Das Phänomen der Hochsensibilität oder besser Hochsensitivität wird von der amerikanischen Wissenschaftlerin und klinischen Psychologin Elaine N. Aron seit 1996 erforscht und findet in den letzten Jahren auch in Deutschland zunehmend Beachtung. Sie fand heraus, dass es Menschen mit einem Persönlichkeitsmerkmal gibt, welches durch ein außergewöhnlich empfindsames Nervensystem gekennzeichnet ist. Diese Menschen, von Aron Highly Sensitive Person (HSP) genannt, nehmen Reize aus der Umgebung und auch aus ihrem Innern detaillierter und stärker wahr und benötigen auch mehr Zeit für die Reizverarbeitung als der Durchschnitt. Dieser Wesenszug, so Aron, kommt bei ungefähr 15-20% der Bevölkerung vor.

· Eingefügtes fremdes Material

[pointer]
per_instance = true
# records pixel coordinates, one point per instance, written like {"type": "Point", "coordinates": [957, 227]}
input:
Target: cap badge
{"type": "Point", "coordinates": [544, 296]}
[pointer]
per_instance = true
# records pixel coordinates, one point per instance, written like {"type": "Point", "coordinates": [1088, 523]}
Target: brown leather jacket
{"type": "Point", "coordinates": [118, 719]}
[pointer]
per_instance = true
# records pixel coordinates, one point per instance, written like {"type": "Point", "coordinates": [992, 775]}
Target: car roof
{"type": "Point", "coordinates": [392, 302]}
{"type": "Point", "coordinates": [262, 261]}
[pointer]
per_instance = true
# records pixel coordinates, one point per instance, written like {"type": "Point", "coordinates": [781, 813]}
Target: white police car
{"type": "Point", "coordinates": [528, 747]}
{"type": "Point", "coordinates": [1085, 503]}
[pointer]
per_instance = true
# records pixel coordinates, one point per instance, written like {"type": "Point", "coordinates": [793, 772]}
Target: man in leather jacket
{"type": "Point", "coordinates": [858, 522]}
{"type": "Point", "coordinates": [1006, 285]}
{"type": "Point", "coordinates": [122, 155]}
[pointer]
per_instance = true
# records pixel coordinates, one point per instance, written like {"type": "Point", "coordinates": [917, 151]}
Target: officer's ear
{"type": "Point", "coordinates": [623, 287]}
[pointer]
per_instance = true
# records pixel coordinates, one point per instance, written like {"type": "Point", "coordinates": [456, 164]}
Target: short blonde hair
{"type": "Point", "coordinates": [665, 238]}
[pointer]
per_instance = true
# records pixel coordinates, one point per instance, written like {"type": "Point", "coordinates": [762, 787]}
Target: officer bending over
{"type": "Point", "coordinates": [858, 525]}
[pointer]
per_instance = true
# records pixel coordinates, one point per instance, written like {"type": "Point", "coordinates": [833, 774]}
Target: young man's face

Menschen fühlen sich am wohlsten mit einem optimalen Erregungsniveau, d. h. wenn sie weder gelangweilt noch überbeansprucht sind (Yerkes-Dodson-Gesetz). Aufgaben können am besten erledigt werden, wenn das Nervensystem einer optimalen Reizstärke ausgesetzt ist. Wenn der Reiz zu schwach ist, die emotionale Aktivierung entsprechend gering, fühlen wir uns müde und gelangweilt und handeln entsprechend schwerfällig und verlangsamt – die Dinge gehen uns nicht so leicht von der Hand. Wenn unser Nervensystem übererregt ist, können wir nicht mehr klar denken und sind genervt oder überanstrengt und handeln ungeschickt oder irrational. Das optimale Maß an emotionaler Erregung liegt irgendwo dazwischen und ist für die meisten Menschen ein erstrebenswerter Zustand, um eine optimale Leistungsfähigkeit erbringen zu können.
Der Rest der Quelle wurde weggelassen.